The search and replace runs locally in your browser. The text you enter is not uploaded, stored, or sent to a server, so you can transform content privately and quickly.

How to use

  1. Type or paste a regex pattern into the Regex Pattern field. No delimiters needed.
  2. Select the flags you need: g (global), i (case-insensitive), m (multiline), s (dotAll), u (unicode), or y (sticky).
  3. Enter a replacement string in the Replace With field. Use $1, $2 for backreferences to captured groups.
  4. Paste or type your test text into the editor below. Matches are highlighted as you type.
  5. Click Replace All to apply the replacement to the entire text.
  6. Use Copy to copy the result, Download to save it, or Clear to reset everything.

What are regular expressions?

A regular expression (regex) is a sequence of characters that defines a search pattern. It is used for pattern matching within strings, such as finding specific words, validating formats like emails or phone numbers, or splitting text by complex delimiters.

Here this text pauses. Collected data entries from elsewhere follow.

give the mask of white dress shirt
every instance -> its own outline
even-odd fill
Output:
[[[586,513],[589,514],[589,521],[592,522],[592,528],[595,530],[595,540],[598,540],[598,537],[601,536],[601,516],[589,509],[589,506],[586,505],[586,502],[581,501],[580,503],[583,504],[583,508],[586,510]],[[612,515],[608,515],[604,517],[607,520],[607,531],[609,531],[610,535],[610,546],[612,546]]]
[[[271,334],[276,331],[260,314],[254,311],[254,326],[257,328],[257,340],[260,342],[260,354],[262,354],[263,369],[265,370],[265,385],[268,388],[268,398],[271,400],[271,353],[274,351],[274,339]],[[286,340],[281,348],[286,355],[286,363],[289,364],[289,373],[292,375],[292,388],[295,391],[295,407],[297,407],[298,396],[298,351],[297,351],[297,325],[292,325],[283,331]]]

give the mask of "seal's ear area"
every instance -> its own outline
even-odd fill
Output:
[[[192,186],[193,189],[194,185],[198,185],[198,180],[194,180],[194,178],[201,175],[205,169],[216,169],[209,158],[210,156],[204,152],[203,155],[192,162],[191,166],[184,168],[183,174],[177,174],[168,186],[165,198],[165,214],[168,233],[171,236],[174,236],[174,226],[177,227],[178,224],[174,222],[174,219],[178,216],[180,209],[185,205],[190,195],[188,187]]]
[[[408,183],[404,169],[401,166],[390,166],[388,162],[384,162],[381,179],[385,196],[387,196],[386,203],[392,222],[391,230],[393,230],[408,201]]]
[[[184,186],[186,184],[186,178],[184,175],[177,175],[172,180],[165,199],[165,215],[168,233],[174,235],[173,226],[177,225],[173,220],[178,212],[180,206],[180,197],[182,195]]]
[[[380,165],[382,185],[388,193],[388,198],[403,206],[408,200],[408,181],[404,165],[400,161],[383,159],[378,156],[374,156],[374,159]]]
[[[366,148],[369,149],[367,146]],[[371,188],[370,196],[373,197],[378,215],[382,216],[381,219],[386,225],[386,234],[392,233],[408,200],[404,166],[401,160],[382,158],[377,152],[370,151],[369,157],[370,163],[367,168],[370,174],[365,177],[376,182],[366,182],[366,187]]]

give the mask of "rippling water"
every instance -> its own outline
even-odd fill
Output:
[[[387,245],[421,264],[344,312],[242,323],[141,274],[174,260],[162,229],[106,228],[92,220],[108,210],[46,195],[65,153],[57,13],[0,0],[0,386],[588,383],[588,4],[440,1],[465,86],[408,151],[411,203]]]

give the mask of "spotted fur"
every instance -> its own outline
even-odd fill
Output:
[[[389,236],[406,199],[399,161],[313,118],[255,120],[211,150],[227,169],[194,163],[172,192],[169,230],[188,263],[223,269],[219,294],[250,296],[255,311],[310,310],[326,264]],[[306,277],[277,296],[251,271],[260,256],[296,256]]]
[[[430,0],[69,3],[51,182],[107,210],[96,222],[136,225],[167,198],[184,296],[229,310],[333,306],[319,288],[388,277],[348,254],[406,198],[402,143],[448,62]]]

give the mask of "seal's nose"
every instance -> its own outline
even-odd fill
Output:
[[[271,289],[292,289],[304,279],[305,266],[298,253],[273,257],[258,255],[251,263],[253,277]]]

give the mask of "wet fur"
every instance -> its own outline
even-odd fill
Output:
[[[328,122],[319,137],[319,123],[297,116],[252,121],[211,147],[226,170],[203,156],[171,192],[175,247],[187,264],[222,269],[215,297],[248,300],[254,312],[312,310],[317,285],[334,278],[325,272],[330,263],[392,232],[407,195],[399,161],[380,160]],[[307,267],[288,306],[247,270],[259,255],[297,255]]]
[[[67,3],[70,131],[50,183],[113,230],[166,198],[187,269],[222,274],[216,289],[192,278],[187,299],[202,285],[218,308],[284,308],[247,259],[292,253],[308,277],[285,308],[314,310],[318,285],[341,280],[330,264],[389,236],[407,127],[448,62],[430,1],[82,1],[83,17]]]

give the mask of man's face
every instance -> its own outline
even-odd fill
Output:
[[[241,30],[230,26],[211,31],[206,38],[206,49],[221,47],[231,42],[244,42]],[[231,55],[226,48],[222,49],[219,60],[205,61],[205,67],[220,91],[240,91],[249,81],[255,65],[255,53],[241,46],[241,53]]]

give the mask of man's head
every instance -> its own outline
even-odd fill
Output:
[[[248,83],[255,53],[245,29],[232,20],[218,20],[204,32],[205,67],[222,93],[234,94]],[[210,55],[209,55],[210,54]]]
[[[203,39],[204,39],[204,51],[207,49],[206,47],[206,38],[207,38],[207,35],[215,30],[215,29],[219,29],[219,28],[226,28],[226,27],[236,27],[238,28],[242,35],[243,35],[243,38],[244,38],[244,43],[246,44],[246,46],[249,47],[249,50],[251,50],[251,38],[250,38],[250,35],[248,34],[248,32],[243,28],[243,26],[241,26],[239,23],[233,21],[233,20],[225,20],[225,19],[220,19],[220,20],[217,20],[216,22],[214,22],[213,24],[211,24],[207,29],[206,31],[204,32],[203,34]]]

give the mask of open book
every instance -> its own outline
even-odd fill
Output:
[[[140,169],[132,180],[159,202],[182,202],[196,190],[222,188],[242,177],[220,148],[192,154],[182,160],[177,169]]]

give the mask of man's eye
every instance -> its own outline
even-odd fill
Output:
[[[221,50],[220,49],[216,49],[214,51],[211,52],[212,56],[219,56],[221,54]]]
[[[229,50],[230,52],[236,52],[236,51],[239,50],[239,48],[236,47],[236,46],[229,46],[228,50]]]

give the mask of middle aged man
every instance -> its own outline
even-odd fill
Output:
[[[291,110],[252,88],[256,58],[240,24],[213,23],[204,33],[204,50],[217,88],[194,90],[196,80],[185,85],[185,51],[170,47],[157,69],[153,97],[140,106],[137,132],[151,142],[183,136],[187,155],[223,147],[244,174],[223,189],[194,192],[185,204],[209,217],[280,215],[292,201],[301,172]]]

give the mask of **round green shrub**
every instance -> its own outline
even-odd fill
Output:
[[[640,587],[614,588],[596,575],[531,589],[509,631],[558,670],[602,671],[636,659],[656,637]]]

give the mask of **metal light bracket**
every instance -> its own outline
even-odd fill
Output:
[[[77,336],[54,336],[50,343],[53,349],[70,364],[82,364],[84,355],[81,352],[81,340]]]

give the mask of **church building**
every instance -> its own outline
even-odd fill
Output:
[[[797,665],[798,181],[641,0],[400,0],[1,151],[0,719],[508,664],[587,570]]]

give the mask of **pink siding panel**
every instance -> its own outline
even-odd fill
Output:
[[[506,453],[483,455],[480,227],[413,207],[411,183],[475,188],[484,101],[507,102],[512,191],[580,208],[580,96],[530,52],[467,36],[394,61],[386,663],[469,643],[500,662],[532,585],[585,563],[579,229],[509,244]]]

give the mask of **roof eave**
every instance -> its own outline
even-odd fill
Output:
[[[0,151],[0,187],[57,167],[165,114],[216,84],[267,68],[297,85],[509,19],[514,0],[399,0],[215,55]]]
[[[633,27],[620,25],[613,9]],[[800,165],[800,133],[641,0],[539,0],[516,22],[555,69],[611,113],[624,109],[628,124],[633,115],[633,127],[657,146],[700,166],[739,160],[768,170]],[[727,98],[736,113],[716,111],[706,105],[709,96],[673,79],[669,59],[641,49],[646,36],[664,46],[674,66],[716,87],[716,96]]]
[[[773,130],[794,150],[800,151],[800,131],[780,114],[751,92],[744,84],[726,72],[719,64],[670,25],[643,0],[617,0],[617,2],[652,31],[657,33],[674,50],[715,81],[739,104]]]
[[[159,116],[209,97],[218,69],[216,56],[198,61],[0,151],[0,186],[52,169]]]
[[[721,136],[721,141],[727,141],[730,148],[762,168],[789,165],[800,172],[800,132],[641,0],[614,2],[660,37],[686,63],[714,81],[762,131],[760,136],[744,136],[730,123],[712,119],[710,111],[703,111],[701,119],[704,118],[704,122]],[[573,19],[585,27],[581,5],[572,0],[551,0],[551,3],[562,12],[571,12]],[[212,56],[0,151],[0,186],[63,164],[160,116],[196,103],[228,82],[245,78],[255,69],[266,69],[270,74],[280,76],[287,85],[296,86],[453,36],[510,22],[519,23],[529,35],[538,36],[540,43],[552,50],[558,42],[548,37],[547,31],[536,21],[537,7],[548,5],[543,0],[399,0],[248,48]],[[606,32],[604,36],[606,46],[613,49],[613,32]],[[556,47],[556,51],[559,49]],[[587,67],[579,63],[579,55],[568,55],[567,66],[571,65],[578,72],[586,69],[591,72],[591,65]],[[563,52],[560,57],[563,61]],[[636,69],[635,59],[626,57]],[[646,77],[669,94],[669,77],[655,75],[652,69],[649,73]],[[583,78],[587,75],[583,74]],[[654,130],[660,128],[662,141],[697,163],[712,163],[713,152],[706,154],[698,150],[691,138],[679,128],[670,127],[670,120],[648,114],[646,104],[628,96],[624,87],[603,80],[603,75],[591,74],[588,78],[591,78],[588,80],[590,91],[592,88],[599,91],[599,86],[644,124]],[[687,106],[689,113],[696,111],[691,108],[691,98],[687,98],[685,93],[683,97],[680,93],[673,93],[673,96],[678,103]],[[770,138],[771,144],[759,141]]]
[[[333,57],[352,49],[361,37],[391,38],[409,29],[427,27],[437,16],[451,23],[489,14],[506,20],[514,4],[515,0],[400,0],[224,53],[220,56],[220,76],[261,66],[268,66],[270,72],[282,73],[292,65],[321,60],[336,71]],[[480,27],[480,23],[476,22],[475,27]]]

JavaScript implements regex natively via the RegExp object. The same syntax works in most programming languages with minor variations. Regex find-and-replace is one of the most powerful text transformation techniques available to developers.

Input notes

Enter the regex pattern without delimiters. The flags are controlled by the checkboxes. The replacement string supports standard backreferences: $1 through $9 for captured groups, and $& for the entire match.

Example

Reformatting dates from MM/DD/YYYY to YYYY-MM-DD using backreferences:

--- Pattern ---
(\d{2})/(\d{2})/(\d{4})

--- Replacement ---
$3-$1-$2

--- Flags ---
g (global)

--- Test Text ---
Today is 04/29/2026 and tomorrow is 04/30/2026.

--- Result ---
Today is 2026-04-29 and tomorrow is 2026-04-30.